Alexander's supporters, including the NAACP and advocates for victims of domestic violence, have compared the case to the trial of George Zimmerman, who recently was acquitted in the fatal shooting of Trayvon Martin. Both cases have brought into question the state's "stand your ground" law, which generally allows people to use deadly force if they feel threatened.
Alexander, who had never been arrested before, has said she fired a bullet at a wall in 2010 to scare off her husband when she felt he was threatening her. No one was hurt, but the judge in the case said he was bound by state law to sentence her to 20 years in prison after she was convicted of aggravated assault with a deadly weapon.
Alexander had rejected a plea deal that would have resulted in a three-year prison sentence and chose to go to trial. A jury deliberated 12 minutes before convicting her.
Alexander was also charged with domestic battery four months after the shooting in another assault on her husband.
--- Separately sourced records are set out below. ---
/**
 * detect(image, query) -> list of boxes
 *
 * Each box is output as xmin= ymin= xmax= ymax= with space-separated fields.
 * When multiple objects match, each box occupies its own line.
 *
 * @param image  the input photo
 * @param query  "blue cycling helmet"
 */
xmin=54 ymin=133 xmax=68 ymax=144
She pleaded no contest and was sentenced to time served.
State Attorney Angela Corey, who oversaw the prosecution of George Zimmerman in the shooting death of Trayvon Martin, has stood by the handling of Alexander's case. Corey said she believes that Alexander aimed the gun at the man and his two sons, and that the bullet she fired could have ricocheted and hit any of them.
Alexander's father, Raoul Jenkins, told Crimesider in a 2012 interview that his daughter had had a licensed gun for years and the two had been to the shooting range together.
"If Marissa wanted to shoot anybody she could," Jenkins says. "But that was not her intent. Her intent was to diffuse the situation without anyone getting hurt or killed."